Ages 2-3: Kids this age love mucking with soil – just digging a hole and filling it with water is an adventure. While it's too early for them to handle plants, kids at this age are enthralled by worms, bugs and butterflies. Think about installing a toad house. Show them what plant roots look like by pulling a few weeds. Let them help with a pint-sized watering can. Just be sure you're always on the spot: toddlers can easily go too far "helping," pulling out every annual that you've just planted.
Ages 4-5: For kids in this age group, gardens make great playgrounds. Encourage secret hide-a-ways, such as forts made from giant sunflowers, or a teepee enclosed with climbing pole beans. Let them pick some flowers and dismember them - try bleeding hearts, snapdragons and daises. Give them their own kid-sized tools and a spot to dig and water. Show how plants start from sprouted seeds. Help them sow some large seeds in pots - radishes and marigolds, for example - so they can experience the birth of a plant close up.
Ages 6-7: Kids this age are ready for their own small 4x4-foot patch where they can grow annual flowers and veggies. Let them choose the plants, but encourage choices that are easy and fast-growing. Give them wooden plant tags and pencils to make plant labels. Another fun project: building a scarecrow. Remember that "doing" is the important part, so relax your standards: crooked rows and a few weeds are ok; so is mixing and matching with abandon. As bees, butterflies and insects visit the plants, show kids that these too belong in the garden. Insects pollinate flowers and are food for birds and other animals; even pests are interesting to watch and learn from.
Ages 8-10: Kids' involvement in the garden can be more sophisticated now. They can pore over garden catalogues or visit the nursery with you to make their own choices. Try a family project like planting a pizza garden. Kids at this age can even enter their flowers and veggies into the local fairs or community events. You can also ask them to help with garden chores like weeding and fertilizing, but be sure to join in - many hands make light work. If you're doing an outdoor project, like building a patio or an arbor, you may even be able to press your kids' friends into service.

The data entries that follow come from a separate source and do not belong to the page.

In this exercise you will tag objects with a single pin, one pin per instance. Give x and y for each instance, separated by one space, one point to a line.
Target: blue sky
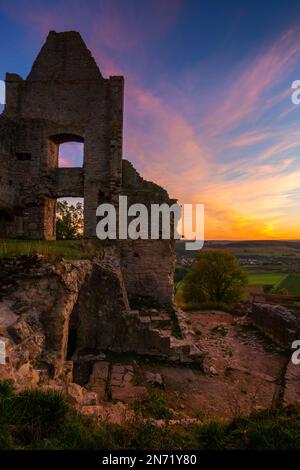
208 110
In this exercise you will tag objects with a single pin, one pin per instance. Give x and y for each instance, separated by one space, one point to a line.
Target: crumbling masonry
65 98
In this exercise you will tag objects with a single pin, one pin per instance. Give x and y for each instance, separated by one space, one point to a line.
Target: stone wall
65 98
277 322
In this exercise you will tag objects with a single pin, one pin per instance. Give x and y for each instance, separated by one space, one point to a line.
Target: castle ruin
66 99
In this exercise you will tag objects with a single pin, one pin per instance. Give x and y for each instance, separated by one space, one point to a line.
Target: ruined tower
64 99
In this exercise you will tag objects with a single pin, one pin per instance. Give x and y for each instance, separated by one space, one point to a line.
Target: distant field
262 279
291 283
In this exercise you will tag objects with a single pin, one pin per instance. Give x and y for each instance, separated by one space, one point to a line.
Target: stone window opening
70 155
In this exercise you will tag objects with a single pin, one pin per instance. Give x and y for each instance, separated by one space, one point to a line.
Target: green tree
214 276
69 221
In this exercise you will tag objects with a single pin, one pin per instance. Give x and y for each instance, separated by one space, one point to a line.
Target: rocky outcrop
277 322
58 319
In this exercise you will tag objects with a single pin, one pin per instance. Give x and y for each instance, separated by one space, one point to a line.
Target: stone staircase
160 342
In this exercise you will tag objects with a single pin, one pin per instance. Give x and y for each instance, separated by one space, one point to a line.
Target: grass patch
34 419
155 405
267 278
291 283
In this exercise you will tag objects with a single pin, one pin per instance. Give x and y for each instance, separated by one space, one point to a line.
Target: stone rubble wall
277 322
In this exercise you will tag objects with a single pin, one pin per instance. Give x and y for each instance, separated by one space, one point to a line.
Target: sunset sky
208 111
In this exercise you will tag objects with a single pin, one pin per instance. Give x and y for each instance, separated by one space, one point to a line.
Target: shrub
215 276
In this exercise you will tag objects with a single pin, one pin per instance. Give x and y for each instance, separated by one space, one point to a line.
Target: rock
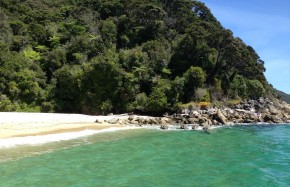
272 118
273 110
194 126
206 129
220 117
165 114
182 126
204 124
193 120
263 110
164 126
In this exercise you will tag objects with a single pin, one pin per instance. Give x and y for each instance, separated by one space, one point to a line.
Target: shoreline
15 126
21 124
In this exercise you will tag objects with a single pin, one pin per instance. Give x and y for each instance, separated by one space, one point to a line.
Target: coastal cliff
102 56
260 111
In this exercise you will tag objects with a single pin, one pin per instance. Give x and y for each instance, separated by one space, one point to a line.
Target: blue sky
264 25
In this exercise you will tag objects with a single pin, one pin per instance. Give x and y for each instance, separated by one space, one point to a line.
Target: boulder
273 110
194 126
164 126
193 120
220 117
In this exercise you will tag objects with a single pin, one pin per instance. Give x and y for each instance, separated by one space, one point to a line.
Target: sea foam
49 138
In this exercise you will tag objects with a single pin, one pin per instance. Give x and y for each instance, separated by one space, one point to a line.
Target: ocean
230 156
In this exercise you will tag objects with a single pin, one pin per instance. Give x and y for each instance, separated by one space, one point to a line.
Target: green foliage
194 78
255 88
101 56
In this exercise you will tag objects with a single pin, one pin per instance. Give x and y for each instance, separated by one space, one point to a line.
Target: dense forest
100 56
283 96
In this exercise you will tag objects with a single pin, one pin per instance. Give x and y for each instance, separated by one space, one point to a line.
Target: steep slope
284 96
98 56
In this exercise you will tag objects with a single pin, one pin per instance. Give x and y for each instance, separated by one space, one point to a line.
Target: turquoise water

Ages 11-12 and beyond: Kids this age may be budding chefs who like to cook with home-grown produce, or they may be emerging naturalists or florists. Good projects for this age are theme gardens. Gardens are the perfect living laboratory for school projects on nature and ecology. By donating extra vegetables from the garden to the local food bank, you introduce kids to the satisfaction of helping others and you encourage a habit of community involvement. Kids who learn to appreciate plants and cared-for landscapes from a young age will mature into teens that are respectful of people, trees and properties in the community. Some kids even start their own summer garden businesses, mowing neighborhood lawns, selling homegrown flowers, or taking care of flowerbeds.